We can change ourselves in time by tasting other boxes, or throwing a way the things that are too tight for our liking, yet we are limited. We have the possibility of freedom, the possibility of becoming, yet we are not free to pursue everything at the same time, we naturally want the things that fit ourselves, the box that we are, and other things don't bring us much joy, no matter how heroic of an act of freedom we might be manifesting while escaping the "prison" of our previous identity.

On our road of manifesting our freedom, we want to be open, we want to embrace change, we want to discover and explore new things, new attitudes, new preferences, but something has to remain stable. Not the same thing all the time. We can't change everything at once, no matter how fluid our identities.
The thing we might not change, when we think we are changing everything, might very well be the idea of change, the internal observer, our very detachment.

Yet detachment is a box in itself. An attitude. It might feel like the secret weapon that has help you not fall, but it is also the drive that keeps you away from the things you want to stay in, because they are you, they represent what you need and like. Detachment lures you further, it whispers seductively into your ear that you can't possibly stay here, that there might be more to see, while not letting you feel the boxes you are passing through.
But there is no depth in an escape that is detached, that comes from fear. Those escapes just make you keep on running.

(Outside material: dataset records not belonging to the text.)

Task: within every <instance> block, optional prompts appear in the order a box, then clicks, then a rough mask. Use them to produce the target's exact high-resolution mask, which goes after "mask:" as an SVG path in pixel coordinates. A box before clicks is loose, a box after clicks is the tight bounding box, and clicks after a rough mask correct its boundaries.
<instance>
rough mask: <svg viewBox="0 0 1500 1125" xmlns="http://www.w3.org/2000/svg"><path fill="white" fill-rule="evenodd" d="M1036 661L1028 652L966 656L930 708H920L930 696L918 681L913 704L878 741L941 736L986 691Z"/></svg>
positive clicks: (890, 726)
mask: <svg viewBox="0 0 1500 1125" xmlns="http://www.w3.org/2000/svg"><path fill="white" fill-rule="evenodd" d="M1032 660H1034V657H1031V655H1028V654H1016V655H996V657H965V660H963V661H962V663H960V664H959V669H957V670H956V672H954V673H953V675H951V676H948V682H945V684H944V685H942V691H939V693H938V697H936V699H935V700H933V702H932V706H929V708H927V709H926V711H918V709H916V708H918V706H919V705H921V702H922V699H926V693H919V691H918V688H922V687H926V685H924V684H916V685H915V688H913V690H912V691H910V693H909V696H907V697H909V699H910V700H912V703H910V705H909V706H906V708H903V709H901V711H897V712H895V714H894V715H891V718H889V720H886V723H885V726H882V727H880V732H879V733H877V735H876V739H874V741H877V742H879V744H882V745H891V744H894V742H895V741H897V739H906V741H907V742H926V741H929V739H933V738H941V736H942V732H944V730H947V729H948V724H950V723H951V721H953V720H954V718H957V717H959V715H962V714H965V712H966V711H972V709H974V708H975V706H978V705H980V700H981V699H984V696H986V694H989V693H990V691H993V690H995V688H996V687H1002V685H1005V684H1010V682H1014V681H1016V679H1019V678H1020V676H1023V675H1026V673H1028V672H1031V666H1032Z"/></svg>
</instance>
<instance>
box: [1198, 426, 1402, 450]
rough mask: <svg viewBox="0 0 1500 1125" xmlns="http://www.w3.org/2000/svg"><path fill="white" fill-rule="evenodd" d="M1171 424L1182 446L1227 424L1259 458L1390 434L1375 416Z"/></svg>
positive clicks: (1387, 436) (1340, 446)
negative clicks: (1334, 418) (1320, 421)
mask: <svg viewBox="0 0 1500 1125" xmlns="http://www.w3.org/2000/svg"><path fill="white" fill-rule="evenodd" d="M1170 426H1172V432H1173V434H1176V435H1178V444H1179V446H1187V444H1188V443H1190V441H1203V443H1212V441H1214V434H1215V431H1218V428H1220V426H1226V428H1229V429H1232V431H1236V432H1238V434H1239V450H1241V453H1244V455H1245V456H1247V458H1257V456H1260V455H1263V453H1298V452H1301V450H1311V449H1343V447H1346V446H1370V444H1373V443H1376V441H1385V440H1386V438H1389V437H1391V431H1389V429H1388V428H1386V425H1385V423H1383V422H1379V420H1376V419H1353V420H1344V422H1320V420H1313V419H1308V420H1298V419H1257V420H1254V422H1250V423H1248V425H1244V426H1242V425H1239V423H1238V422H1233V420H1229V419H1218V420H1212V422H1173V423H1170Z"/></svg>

Where do you escape when you have escaped everything? You end up with this box of continuous escapes, which might look very much like a labyrinth. You might be the labyrinth.
Yet you can go back, grab the piece of string, trace your way, and find those exact rooms which where more than boxes to you. The rooms in which you can build, the rooms which you can enlarge, the rooms in which you are at home, and others might want to visit.
There is no point in escaping from the places that make you feel like yourself. And if you have obsessed about escape as much as I did, that comes as a revelation.

Escape was not the point to start with, but I will always have the special relationship with it. The point was being able to move, to see, and to be authentic, without constraints. Yet that is much harder of an essence to convey into one single taste, so escape has taken its place as a symbol.

The total paradox of someone focused on escape might be escape in ourselves. You never know what you have already become in the mean time, while focusing on the previous escapes. But the forever growing, adapting, changing, yet stable box of ourselves is the only box that hold us in forever, the box with that special taste - of not just having found, but feeling at home.